A blue-, yellow- and red-emitting fluorescence sensor was constructed via the synergy of manganese dioxide (MnO₂) nanosheets, o-phenylenediamine (OPD) and red-fluorescent quantum dots (r-QDs), namely MnO₂–OPD–QD, for visualization of ascorbic acid (AA) and alkaline phosphatase (ALP). Initially, by virtue of the oxidase-like activity of MnO₂ nanosheets, OPD was oxidized into yellow-fluorescent OPDox (emission: 569 nm), which quenched the r-QDs (emission: 659 nm).
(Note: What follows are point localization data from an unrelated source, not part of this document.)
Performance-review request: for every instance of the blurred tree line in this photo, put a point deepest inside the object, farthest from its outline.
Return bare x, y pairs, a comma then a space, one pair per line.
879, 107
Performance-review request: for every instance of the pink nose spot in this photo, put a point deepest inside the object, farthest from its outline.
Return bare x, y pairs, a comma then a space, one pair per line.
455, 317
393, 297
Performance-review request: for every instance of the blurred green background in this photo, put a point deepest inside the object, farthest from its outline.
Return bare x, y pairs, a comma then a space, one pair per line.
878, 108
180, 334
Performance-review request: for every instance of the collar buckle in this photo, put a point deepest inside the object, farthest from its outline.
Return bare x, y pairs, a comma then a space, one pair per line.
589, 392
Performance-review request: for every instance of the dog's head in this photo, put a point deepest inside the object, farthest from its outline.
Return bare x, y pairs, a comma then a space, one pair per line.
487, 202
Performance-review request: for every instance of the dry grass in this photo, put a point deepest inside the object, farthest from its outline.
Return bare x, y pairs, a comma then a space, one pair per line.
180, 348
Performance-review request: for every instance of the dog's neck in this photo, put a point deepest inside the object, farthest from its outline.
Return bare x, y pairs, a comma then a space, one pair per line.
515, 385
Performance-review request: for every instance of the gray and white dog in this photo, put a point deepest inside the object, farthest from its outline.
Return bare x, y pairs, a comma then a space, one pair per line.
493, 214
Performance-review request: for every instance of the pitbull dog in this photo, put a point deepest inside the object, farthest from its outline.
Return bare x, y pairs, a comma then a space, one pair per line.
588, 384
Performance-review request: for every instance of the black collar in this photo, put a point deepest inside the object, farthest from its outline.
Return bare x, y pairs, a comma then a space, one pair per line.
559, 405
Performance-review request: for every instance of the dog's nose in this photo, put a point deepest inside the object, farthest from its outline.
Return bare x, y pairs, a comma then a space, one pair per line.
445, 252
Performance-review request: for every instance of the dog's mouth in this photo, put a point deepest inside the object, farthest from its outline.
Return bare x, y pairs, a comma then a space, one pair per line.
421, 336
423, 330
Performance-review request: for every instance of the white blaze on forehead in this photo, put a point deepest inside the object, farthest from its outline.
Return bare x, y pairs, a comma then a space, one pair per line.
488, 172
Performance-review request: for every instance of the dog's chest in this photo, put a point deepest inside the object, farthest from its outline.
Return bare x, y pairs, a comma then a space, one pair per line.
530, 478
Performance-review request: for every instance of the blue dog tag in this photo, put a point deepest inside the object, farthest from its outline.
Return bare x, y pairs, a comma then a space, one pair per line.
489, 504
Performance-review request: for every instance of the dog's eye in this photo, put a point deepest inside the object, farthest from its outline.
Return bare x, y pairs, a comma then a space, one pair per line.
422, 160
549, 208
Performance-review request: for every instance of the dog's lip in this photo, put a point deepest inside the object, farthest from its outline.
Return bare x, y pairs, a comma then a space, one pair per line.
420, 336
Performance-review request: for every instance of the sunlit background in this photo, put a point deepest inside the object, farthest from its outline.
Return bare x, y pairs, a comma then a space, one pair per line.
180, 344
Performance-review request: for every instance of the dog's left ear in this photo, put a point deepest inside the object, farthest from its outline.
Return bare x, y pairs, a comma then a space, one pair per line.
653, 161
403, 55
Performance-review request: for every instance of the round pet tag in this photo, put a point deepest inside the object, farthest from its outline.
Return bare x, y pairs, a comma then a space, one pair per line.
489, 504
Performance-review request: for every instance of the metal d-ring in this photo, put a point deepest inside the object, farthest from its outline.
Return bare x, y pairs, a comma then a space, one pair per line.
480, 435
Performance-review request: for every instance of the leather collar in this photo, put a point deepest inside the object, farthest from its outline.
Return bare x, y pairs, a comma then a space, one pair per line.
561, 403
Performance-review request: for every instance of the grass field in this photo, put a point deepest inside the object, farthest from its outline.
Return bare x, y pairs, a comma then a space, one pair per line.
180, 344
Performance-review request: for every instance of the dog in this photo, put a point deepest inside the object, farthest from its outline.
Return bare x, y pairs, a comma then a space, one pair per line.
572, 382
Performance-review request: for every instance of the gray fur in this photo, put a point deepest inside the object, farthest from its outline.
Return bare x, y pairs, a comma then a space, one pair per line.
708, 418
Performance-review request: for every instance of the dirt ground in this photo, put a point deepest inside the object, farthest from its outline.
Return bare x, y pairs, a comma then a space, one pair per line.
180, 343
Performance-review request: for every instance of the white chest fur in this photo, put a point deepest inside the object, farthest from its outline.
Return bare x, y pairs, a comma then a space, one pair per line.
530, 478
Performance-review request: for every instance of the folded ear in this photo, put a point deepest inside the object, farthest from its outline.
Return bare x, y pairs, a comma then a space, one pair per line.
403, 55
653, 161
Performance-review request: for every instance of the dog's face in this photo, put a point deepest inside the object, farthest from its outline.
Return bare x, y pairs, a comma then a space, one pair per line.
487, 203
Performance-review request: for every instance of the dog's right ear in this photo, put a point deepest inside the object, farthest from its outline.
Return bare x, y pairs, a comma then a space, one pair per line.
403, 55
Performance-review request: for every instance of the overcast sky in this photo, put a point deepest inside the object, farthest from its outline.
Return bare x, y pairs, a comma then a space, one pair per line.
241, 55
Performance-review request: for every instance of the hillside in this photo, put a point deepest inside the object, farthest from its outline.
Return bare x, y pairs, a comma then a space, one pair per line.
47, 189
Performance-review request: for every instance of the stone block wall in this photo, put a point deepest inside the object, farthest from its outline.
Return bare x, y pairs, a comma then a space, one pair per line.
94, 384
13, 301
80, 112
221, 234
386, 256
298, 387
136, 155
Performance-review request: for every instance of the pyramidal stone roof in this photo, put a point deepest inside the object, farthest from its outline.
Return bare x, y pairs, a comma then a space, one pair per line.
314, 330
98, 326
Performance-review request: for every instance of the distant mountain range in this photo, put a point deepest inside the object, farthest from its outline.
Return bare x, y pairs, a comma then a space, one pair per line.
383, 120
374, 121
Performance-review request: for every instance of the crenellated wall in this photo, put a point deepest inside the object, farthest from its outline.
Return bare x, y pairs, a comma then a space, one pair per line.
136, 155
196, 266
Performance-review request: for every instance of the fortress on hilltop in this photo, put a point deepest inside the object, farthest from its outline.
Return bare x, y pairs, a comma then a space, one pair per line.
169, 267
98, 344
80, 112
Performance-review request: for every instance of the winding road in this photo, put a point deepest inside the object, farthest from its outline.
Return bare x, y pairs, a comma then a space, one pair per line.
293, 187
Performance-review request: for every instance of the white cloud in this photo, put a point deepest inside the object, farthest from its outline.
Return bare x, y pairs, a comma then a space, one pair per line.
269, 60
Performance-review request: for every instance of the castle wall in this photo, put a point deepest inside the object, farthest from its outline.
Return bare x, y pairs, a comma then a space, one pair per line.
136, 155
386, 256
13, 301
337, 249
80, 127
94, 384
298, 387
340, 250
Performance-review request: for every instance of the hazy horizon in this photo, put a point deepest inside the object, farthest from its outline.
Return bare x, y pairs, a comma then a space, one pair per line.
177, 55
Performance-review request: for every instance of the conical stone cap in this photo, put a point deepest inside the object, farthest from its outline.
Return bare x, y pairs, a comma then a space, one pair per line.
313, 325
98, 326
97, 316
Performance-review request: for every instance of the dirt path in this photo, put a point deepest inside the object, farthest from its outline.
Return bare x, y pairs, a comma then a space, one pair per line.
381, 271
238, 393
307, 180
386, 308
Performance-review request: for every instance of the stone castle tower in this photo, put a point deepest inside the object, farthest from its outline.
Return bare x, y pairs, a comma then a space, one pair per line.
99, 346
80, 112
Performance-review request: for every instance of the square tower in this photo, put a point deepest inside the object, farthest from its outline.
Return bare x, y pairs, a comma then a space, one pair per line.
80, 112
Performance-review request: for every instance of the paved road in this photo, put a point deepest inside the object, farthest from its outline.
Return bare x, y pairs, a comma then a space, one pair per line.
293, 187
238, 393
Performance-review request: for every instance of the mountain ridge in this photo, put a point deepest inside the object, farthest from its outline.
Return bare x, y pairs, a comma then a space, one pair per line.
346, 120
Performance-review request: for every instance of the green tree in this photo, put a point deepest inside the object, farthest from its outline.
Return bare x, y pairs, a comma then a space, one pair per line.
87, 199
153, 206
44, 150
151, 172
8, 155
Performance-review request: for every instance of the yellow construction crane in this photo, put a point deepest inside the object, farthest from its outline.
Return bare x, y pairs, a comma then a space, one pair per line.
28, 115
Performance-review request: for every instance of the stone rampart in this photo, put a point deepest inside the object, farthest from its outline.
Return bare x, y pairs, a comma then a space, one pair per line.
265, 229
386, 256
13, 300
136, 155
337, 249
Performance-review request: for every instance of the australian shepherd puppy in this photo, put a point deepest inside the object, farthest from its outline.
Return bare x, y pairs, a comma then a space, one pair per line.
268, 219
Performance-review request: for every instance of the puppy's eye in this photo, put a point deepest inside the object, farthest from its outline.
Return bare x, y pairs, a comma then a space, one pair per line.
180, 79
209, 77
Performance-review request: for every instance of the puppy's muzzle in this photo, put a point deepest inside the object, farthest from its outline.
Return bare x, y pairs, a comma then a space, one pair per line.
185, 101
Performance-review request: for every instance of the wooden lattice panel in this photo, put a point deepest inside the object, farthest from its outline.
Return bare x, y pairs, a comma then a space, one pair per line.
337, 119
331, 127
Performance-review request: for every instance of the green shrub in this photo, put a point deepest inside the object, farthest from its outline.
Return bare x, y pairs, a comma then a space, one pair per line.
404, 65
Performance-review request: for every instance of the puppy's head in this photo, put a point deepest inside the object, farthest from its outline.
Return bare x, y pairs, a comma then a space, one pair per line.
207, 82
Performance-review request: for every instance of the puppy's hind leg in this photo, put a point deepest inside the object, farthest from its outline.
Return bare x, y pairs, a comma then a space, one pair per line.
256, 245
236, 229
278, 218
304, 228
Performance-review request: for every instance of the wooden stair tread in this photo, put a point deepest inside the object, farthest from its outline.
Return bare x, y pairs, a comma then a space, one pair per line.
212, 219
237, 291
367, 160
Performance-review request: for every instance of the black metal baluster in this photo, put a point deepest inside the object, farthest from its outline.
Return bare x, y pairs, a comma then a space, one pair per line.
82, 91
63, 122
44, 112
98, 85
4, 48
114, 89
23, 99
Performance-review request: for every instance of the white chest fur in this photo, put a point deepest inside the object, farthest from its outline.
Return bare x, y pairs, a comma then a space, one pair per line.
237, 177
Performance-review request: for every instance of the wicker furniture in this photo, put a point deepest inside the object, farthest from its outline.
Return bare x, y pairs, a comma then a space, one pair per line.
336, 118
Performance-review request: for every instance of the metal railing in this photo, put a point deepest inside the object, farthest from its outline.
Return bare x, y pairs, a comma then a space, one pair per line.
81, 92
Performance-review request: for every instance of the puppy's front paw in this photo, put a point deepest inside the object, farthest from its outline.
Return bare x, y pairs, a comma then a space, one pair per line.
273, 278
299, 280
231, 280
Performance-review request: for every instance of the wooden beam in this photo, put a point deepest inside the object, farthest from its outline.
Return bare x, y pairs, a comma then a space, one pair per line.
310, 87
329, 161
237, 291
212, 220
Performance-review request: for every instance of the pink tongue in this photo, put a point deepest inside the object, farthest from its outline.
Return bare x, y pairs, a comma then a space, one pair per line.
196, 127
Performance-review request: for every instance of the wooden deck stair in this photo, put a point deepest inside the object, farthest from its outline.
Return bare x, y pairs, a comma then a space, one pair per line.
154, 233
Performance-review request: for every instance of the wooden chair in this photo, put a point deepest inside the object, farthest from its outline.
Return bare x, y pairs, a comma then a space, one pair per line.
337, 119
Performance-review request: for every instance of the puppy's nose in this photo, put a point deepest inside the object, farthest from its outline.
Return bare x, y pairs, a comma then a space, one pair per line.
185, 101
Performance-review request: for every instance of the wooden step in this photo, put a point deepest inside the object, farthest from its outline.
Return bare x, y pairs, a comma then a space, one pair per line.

After interaction with AA, one reaction product of ALP and 2-phospho-L-ascorbic acid (AA2P), the MnO₂ nanosheets were reduced and lost the oxidase-like activity, so that the generation of OPDox was lessened and the fluorescence of the r-QDs was thereupon recovered. Further increasing AA or ALP, the MnO₂ nanosheets were fully decomposed so that OPD was not oxidized but was reduced into blue-fluorescent OPDred (emission: 441 nm), while the r-QDs were not affected. Overall, AA or ALP triggered emission intensity changes at 441, 569 and 659 nm and led to profuse color variation over the yellow–orange–red–purple range, realizing multiplex and visual determination of AA and ALP in the ranges of 0.5–70 μM and 0.1–100 mU mL⁻¹, respectively. The color variation range of the ternary-emission mode was greatly enlarged, especially compared with that of the single-/dual-emission mode. Accordingly, the MnO₂–OPD–QD sensor provided detection limits for AA and ALP as low as 0.18 μM and 0.06 mU mL⁻¹, respectively. Furthermore, the highly selective/sensitive measurement and accurate readout of AA and ALP were accomplished in complicated food and serum samples. The multi-emitting fluorescence sensor held great potential for onsite visualization of various targets in more fields.